Deze verdeling leidt er toe dat voor de bepaling of een afstemming van het recht op bijstand van toepassing is, een zo maximaal mogelijk duidelijk kader is gecreëerd, dat niet voor misinterpretatie vatbaar is. De gedragingen welke zijn ondergebracht in de artikelen 2.3, 2.4 en 2.5, worden in vijf categorieën of vormen onderscheiden. Vanuit het kader dat er sprake dient te zijn van een evenwichtige afstemming met hanteerbare gradaties is er voor vijf categorieën of vormen gekozen. Bij de indeling is er vanuit gegaan dat de ernst van het feit toeneemt naarmate de gedraging grotere concrete gevolgen heeft voor de arbeidsinschakeling van belanghebbende of het behouden van betaald werk.

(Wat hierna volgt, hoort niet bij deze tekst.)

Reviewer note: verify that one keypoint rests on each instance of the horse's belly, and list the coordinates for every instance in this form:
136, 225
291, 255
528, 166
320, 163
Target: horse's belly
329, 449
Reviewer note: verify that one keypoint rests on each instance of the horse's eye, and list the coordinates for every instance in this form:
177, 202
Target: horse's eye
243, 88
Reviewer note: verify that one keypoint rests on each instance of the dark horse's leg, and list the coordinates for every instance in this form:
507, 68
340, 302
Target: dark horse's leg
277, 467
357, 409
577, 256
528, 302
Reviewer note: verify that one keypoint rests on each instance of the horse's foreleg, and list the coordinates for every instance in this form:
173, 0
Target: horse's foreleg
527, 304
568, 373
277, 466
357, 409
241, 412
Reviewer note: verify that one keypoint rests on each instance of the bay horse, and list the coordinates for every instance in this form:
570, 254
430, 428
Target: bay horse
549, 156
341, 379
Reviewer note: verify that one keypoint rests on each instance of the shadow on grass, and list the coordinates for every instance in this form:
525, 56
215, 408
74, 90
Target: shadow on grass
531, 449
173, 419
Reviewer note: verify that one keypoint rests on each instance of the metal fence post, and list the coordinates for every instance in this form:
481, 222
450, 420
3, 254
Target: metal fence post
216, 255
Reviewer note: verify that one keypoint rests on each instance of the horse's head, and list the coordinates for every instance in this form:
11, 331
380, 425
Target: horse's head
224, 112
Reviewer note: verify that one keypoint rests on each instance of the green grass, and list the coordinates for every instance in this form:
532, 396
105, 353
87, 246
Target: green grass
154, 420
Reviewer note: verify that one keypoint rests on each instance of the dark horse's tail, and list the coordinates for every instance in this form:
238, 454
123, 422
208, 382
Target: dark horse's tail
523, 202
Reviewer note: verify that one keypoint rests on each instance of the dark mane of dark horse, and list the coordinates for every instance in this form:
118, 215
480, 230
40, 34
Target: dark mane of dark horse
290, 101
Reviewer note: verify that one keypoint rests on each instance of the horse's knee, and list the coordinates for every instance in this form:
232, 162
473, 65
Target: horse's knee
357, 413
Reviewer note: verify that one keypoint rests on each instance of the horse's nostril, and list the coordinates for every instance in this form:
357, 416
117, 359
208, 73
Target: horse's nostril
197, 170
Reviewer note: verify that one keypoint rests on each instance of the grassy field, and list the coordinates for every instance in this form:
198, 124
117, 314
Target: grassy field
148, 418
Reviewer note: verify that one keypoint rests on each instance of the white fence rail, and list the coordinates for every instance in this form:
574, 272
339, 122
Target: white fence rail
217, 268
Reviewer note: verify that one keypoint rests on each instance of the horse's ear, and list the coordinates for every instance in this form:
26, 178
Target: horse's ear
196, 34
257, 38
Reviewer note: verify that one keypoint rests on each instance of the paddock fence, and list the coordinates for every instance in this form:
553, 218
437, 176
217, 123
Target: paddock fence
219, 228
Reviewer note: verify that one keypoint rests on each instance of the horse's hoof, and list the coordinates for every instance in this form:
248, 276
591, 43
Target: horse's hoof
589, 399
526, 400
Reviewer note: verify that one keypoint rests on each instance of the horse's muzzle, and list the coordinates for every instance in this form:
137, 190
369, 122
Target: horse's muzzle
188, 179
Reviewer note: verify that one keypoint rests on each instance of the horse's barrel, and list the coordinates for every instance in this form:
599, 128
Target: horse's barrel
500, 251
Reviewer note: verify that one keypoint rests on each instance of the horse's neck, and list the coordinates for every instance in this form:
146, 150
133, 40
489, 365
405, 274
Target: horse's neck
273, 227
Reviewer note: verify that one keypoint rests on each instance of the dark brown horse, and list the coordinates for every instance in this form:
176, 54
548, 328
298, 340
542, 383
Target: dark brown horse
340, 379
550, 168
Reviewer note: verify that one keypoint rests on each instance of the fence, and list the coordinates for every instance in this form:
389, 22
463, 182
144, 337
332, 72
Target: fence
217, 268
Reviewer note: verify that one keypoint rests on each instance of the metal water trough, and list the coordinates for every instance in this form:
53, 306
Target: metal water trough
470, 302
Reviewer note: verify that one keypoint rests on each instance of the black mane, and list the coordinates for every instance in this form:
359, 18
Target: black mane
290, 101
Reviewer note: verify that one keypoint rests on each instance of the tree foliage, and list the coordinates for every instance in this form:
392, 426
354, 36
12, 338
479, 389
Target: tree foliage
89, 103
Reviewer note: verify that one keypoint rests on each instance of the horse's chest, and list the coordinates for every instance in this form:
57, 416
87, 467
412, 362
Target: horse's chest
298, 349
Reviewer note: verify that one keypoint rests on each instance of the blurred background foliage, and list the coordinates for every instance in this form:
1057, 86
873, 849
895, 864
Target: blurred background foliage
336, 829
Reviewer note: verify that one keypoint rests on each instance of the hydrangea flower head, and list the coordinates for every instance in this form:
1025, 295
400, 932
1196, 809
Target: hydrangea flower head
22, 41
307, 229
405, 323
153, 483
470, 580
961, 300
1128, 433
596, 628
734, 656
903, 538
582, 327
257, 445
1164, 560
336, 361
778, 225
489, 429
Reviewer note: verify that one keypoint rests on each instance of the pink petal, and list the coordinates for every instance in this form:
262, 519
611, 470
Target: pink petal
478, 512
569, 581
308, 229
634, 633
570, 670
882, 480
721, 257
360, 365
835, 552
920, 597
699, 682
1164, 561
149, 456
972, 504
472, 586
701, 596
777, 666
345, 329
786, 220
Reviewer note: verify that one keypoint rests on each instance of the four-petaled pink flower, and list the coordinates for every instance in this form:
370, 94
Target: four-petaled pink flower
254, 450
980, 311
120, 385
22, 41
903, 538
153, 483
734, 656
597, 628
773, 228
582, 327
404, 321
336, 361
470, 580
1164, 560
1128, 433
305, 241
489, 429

De ernst van de verwijtbare gedraging is derhalve het onderscheidende criterium. Er is gekozen een systematiek te hanteren dat leidt tot een effectief, passend, correct en sociaal verantwoord antwoord op de verwijtbare gedragingen van de belanghebbende. Dit heeft tot gevolg dat de nadruk komt te liggen op de hoogte van de financiële consequentie die het verwijtbare gedrag tot gevolg heeft, en niet op de duur van deze consequentie.

Artikel 2.3 eerste lid

De verwijtbare gedragingen in de eerste categorie is onder te brengen in de fase van het niet nakomen van de formele verplichting die op belanghebbende rust om als werkzoekende ingeschreven te staan bij het UWV WERKbedrijf, en de inschrijving tijdig te verlengen. Indien belanghebbende dit nalaat kan er geen optimale arbeidsinschakeling plaats vinden.

artikel 2.3 tweede lid

De verwijtbare gedragingen in de tweede categorie zijn onder te brengen in de fase van arbeidsinpassing die is aan te merken als de fase waarin er sprake kan zijn van situaties welke tijdelijk de arbeidsinschakeling belemmeren. Het niet doorgeven van wijzigingen en/of opheffing of juist ontstaan van belemmeringen kan er toe leiden dat geen gerichte actie plaats kan vinden in het kader van arbeidsinschakeling. Hierdoor wordt de kans op deelname aan de arbeidsinschakeling verkleind. Het niet ondertekenen of retourneren van een trajectovereenkomst valt eveneens in de tweede categorie daar ook deze verwijtbare gedraging onnodig leidt tot een verkleining van de kansen op arbeidsinschakeling. Tot slot is het niet voldoen aan de aan de verlening van de bijstand verbonden nadere verplichtingen ondergebracht in de tweede categorie daar dit verwijtbaar gedrag kan leiden tot het gedeeltelijk onnodig verlenen van bijstand.

Artikel 2.3 derde lid

De verwijtbare gedragingen in de derde categorie zijn onder te brengen in de fase van arbeidsinpassing die is aan te merken als de fase waarin onderzocht wordt hoe en op welke wijze belanghebbende ondersteund dient te worden in de wijze waarop de arbeidsinschakeling gerealiseerd kan worden. De verwijtbare gedragingen in de derde categorie kunnen aanleiding zijn tot een beroep op bijstand of het onnodig langer voortduren daarvan. Het gaat hierbij, zowel om niet verantwoorde beperkingen die de belanghebbende stelt te hebben ten aanzien van de voor hem aanvaardbare algemeen geaccepteerde arbeid, als om gedragingen die de kansen op het bepalen van de inzet van de juiste instrumenten in het

kader van de arbeidsinschakeling verminderen. In deze categorie is ook ondergebracht het verwijtbaar gedrag met betrekking tot de voor de inburgeringsplichtige geldende verplichting als is omschreven in artikel 25 lid 4 Wet Inburgering (WI) daar deze verplichting gelijke strekking heeft met de in de derde categorie omschreven verwijtbare gedragingen.

Artikel 2.3 vierde lid

De verwijtbare gedragingen in de vierde categorie zijn onder te brengen in de fase van arbeidsinpassing die is aan te merken als de fase waarin al is vastgesteld hoe en op welke wijze belanghebbende ondersteund dient te worden in de wijze waarop de arbeidsinschakeling gerealiseerd kan worden. Het gaat hierbij om gedragingen die aan te merken zijn als het niet of onvoldoende meewerken aan een traject of andere aangewezen activiteiten die de zelfstandige bestaansvoorziening bevorderen.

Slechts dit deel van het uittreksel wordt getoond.